También la semana pasada se informó de que el estamento de defensa de Israel considera que Hamás cederá pronto la autoridad sobre la Franja de Gaza a un comité tecnocrático palestino recién formado. No obstante, al menos a corto plazo, el grupo terrorista mantendría el control de facto del territorio, ya que el traspaso formal de competencias no neutraliza por sí mismo las estructuras armadas y administrativas que el grupo conserva.
Según un funcionario de seguridad israelí, incluso si Hamás anunciara oficialmente la entrega del control de Gaza a ese comité tecnocrático, aún dispondría de decenas de miles de miembros armados en su ala militar y en las fuerzas de seguridad internas en toda la Franja, además de funcionarios civiles. Esta capacidad residual garantizaría, en la práctica, el mantenimiento de su poder.
El mismo funcionario afirmó que resulta más probable que las Fuerzas de Defensa de Israel (FDI) deban actuar militarmente contra Hamás para lograr su desarme, porque consideran que la organización terrorista no adoptará esa decisión por iniciativa propia.
A la vez, se indicó que Hamás busca incorporar a 10.000 agentes de su policía a la nueva administración palestina de carácter tecnocrático para Gaza, una exigencia que Israel probablemente rechazará. Israel considera a todos los elementos de Hamás, incluida su policía, como componentes de la organización terrorista, por lo que cualquier integración en estructuras administrativas reforzaría el control del grupo.
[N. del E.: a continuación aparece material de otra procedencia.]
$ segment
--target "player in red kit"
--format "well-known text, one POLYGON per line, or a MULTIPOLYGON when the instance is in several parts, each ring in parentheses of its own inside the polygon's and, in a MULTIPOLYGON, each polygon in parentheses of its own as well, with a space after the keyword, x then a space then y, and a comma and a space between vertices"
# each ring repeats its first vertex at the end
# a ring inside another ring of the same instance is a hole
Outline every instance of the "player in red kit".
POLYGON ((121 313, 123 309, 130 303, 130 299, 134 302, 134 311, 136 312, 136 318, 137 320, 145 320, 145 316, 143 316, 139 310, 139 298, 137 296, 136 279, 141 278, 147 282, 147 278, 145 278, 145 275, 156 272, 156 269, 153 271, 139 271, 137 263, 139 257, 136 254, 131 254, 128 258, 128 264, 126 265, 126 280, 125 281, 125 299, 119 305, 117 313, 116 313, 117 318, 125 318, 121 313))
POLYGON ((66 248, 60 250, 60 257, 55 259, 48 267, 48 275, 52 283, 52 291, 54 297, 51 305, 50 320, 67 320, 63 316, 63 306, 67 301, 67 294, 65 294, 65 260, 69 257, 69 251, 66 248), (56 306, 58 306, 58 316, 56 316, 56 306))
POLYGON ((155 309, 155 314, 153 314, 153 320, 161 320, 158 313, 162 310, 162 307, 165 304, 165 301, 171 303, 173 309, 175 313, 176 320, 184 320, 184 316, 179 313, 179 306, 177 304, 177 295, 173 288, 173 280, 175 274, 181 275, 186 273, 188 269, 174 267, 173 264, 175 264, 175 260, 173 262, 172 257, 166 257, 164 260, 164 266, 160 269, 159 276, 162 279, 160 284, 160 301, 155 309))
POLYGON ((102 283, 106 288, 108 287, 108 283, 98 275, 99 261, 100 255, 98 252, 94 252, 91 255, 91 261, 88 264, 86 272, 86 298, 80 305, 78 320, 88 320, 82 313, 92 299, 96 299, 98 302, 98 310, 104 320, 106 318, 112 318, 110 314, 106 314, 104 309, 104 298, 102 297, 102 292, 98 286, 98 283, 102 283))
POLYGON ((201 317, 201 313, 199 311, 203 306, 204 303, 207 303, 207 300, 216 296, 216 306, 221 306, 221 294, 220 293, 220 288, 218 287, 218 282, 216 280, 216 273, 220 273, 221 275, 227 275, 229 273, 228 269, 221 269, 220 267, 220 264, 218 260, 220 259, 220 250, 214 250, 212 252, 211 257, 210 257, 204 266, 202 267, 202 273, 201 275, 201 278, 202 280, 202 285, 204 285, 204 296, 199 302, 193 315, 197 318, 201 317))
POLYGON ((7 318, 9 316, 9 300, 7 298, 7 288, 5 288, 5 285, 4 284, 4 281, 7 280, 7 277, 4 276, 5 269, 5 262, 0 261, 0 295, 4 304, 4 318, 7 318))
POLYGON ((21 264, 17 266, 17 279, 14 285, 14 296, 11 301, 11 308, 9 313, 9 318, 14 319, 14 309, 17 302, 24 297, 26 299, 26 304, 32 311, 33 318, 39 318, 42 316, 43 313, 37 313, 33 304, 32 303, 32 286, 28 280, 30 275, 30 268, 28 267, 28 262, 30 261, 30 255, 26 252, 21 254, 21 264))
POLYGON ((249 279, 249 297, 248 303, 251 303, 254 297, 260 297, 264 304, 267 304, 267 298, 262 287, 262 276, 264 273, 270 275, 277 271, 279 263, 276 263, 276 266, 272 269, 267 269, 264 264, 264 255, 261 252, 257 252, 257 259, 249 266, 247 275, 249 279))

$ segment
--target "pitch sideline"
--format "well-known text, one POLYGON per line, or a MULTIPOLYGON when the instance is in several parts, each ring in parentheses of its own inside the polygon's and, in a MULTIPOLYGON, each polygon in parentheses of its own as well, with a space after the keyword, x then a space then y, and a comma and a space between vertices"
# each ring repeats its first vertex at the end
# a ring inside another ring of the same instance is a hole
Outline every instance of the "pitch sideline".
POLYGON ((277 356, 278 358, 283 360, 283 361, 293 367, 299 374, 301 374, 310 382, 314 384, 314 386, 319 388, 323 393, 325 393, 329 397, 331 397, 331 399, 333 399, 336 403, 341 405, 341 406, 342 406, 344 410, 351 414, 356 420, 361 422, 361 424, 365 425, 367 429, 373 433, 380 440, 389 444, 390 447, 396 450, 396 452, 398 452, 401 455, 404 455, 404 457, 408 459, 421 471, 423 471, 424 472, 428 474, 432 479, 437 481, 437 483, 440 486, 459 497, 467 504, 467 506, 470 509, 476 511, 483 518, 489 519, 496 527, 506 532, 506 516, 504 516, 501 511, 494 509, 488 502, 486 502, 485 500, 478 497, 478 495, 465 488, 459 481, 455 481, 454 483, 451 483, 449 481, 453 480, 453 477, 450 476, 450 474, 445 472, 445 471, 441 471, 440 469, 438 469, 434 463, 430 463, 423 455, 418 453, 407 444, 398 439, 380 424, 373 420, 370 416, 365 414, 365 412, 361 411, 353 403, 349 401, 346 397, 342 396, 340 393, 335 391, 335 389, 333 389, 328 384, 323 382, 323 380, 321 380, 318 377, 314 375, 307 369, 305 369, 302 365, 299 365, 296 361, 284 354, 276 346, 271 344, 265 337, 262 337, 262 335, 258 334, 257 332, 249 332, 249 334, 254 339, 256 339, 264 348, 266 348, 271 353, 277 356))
Según las FDI, miembros de la policía de Hamás y de las fuerzas de seguridad internas participaron en la embestida terrorista del 7 de octubre de 2023, en la que 1.200 personas fueron masacradas en el sur de Israel y 251 fueron secuestradas, hecho que desencadenó la guerra de Gaza. Durante la guerra, Israel atacó y mató de forma repetida a altos comandantes y a otros integrantes de esas fuerzas, así como a miembros del ala política de Hamás, con el objetivo declarado de degradar su capacidad de mando y control.